Exceptions are typically life-changing events like marriage, childbirth, or loss of other healthcare coverage.

How Can I Save Money on Health Insurance in Colorado?

Research thoroughly to compare plans, consider higher deductible plans with HSAs for tax benefits, and see if you qualify for subsidies through the ACA. Health sharing plans can also be more affordable alternatives.

What Are Catastrophic Plans?

Catastrophic plans are high-deductible plans aimed at young adults under 30 or those who qualify for a hardship exemption.

They cover three primary care visits per year before meeting the deductible but are generally less comprehensive.

How Do I Check the Quality of a Health Plan?

You can consult online reviews, check ratings on the Colorado health exchange, or seek advice from healthcare advisors.

Look for plans accredited by organizations like the National Committee for Quality Assurance (NCQA).

What About Prescription Medication Coverage?

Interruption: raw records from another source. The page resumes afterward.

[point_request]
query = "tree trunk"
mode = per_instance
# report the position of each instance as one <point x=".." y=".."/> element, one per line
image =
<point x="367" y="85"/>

Check the plan’s drug formulary to see if your medications are covered and what the copay would be. Some plans offer better prescription coverage than others.

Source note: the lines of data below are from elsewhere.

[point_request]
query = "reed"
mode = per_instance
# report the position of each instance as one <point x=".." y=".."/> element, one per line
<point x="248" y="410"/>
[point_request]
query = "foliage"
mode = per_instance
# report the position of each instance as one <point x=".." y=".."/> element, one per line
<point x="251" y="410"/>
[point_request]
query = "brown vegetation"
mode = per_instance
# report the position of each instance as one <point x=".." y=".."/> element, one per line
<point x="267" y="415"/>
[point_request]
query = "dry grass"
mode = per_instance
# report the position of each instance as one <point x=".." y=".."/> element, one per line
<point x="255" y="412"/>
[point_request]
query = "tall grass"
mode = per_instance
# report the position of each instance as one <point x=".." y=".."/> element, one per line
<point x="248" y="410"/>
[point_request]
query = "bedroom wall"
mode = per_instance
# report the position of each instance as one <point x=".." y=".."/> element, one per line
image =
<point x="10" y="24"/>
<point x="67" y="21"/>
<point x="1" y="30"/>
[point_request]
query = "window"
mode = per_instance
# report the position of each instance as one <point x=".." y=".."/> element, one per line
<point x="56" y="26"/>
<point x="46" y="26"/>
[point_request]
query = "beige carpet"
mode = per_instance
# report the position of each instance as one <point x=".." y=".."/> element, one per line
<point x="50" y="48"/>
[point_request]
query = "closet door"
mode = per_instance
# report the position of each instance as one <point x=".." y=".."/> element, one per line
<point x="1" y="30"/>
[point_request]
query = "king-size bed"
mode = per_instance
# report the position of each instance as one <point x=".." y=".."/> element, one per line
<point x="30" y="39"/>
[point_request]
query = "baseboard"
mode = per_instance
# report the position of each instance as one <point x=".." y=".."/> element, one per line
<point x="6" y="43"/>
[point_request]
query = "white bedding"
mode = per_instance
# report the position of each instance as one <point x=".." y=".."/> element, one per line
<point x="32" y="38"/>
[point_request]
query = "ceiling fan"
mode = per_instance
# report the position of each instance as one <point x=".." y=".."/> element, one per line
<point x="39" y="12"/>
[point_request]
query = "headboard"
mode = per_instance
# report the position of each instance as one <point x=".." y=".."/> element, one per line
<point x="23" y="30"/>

If your plan doesn’t share prescription drug costs, you can also use a discount plan, such as HSA Advantage Rx, GoodRx. And the Mark Cuban Cost  Plus Drug Plan, which allows steep discounts of up to 80 percent on hundreds of commonly-prescribed generic drugs.

Can Pre-existing Conditions Affect My Coverage?

Due to the ACA, insurance companies can’t deny coverage or charge more due to pre-existing conditions.

Healthsharing plans, however, do typically impose a waiting period of 1 to 5 years before they will share costs related to pre-existing conditions. There may also be a short waiting period for surgeries.

Is Short-Term Health Insurance a Good Option?

Short-term plans can fill gaps in coverage but are generally not as comprehensive as standard health insurance.

They’re not ACA-compliant, meaning they don’t have to cover essential benefits or pre-existing conditions.